Но ведь нам не удается ее сдерживать. Мы дали Розиному вирусу заразить Апинью, а теперь и Сеймон.
Когда я прихожу днем в спортзал, Соджорнер целует меня и берет за руку. У нас и правда все серьезно. Все мысли о Розе и моих полоумных родственничках отступают.
Джейми смеется:
– Похоже, вы разобрались со своими религиозными различиями.
– Именно, – говорит Соджорнер.
– У нас все замечательно, – добавляю я.
Джейми делает вид, что ее сейчас стошнит. Мы вместе разминаемся и отрабатываем удары. Я на долгое время забываю о своей сестре.
Мы идем домой втроем. Сегодня я ужинаю с ними и с мамами Соджорнер.
– Спасибо, что пригласил тогда Олли, – говорит Джейми. – Мы тусовались. Олли что надо.
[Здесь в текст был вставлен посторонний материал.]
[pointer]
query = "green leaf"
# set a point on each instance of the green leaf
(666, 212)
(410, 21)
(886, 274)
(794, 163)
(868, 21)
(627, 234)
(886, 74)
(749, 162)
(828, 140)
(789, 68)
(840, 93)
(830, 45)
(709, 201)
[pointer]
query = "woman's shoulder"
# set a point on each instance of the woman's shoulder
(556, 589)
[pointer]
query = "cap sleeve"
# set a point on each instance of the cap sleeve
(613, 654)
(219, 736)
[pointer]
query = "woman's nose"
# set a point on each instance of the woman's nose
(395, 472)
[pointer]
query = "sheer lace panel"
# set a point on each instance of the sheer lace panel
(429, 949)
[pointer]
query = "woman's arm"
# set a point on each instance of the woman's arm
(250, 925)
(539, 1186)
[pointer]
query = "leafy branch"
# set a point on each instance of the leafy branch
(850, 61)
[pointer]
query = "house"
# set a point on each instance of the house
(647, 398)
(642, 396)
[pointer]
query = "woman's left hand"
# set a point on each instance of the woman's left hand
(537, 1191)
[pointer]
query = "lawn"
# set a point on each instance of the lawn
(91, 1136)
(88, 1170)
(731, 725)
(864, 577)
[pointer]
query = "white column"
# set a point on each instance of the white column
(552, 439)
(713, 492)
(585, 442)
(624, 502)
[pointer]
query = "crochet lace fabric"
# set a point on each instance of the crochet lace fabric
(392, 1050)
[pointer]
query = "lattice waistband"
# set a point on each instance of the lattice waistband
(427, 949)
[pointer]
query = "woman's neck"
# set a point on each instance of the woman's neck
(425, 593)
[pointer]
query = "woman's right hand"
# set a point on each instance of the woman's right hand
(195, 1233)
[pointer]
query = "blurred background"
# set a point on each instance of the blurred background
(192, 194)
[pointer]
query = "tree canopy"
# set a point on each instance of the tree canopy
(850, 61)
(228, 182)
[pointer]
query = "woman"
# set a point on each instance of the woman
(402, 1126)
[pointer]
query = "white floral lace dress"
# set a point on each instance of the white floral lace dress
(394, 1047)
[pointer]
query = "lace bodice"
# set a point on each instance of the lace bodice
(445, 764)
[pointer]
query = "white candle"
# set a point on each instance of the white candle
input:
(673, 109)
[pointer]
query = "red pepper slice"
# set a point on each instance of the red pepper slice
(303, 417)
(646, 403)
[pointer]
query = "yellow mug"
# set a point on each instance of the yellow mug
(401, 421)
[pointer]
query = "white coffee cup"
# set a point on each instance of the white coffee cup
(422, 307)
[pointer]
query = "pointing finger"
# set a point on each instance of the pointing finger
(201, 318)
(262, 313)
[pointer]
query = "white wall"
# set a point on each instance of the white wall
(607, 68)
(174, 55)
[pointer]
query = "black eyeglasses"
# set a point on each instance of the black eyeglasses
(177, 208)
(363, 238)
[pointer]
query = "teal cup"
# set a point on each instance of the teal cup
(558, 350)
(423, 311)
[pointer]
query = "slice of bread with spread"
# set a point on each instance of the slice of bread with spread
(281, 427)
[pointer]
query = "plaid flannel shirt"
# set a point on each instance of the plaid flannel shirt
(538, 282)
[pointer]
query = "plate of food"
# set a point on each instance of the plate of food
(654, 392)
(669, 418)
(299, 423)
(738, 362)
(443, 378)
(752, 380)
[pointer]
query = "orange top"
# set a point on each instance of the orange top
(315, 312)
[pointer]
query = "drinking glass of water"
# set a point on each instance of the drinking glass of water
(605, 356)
Олли просто по определению что надо.
– Ты ведь знаешь, что Лейлани бросила Веронику?
Я качаю головой:
– Опять?
– На этот раз по‐настоящему. Вероника без конца рыдает. Порезала себе вены.
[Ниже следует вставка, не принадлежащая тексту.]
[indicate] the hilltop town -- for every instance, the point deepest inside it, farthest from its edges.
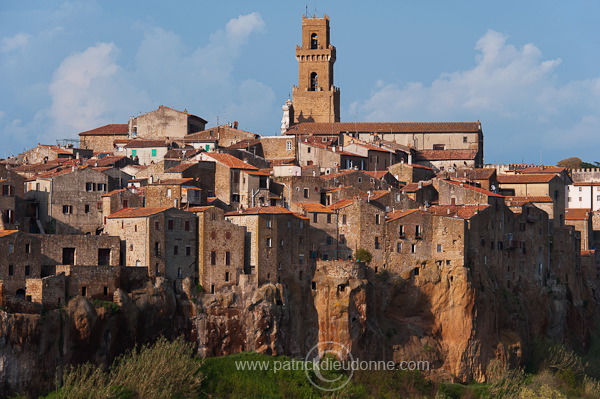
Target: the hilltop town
(393, 238)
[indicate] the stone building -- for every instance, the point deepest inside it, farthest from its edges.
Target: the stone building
(221, 249)
(68, 201)
(146, 152)
(20, 260)
(163, 240)
(225, 135)
(277, 243)
(315, 98)
(228, 177)
(12, 196)
(102, 139)
(538, 185)
(165, 123)
(360, 225)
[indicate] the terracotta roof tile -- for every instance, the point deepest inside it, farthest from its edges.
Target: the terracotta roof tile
(442, 155)
(474, 188)
(384, 127)
(262, 210)
(4, 233)
(459, 211)
(120, 129)
(137, 212)
(399, 214)
(527, 178)
(142, 143)
(315, 207)
(230, 161)
(577, 213)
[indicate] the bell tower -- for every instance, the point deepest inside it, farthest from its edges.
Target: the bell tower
(315, 98)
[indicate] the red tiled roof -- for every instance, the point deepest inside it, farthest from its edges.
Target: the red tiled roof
(176, 182)
(460, 211)
(137, 212)
(180, 168)
(442, 155)
(4, 233)
(262, 210)
(384, 127)
(527, 178)
(341, 204)
(543, 169)
(110, 193)
(315, 207)
(474, 188)
(520, 201)
(577, 213)
(230, 161)
(378, 174)
(399, 214)
(142, 143)
(120, 129)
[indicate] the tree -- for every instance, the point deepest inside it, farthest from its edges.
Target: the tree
(363, 255)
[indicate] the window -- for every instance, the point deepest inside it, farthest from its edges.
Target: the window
(314, 82)
(314, 41)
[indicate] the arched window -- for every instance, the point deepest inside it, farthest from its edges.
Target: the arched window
(314, 81)
(314, 41)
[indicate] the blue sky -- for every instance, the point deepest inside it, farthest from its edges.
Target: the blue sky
(528, 70)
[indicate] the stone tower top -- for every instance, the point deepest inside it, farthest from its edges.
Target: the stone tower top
(315, 98)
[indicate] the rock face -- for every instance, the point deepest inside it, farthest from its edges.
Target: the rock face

Я останавливаюсь и в ужасе смотрю на нее.
– Вышло неубедительно, порезы неглубокие, скорее царапины. Но она рыдает у Олли на плече, а они дружат еще с пеленок. Они очень близки. Олли нужно ее поддержать.
– Бедняжка Олли.
– Именно.
– Не смотри на меня, – говорит Соджорнер. – Я Олли совсем не знаю. Приходите вместе в церковь, Джейми.
Джейми хрюкает от смеха. Я уже понял, что это дежурная шутка – про Джейми и про то, что ноги ее никогда не будет в церкви.
– В воскресенье мы идем протестовать. Мы с Олли сделаем мир лучше.
– Что, правда?
Я вмешиваюсь, чтобы не дать им поссориться:
– Твои мамы ведь знают, что мы вместе?
Я слегка нервничаю из‐за этого ужина.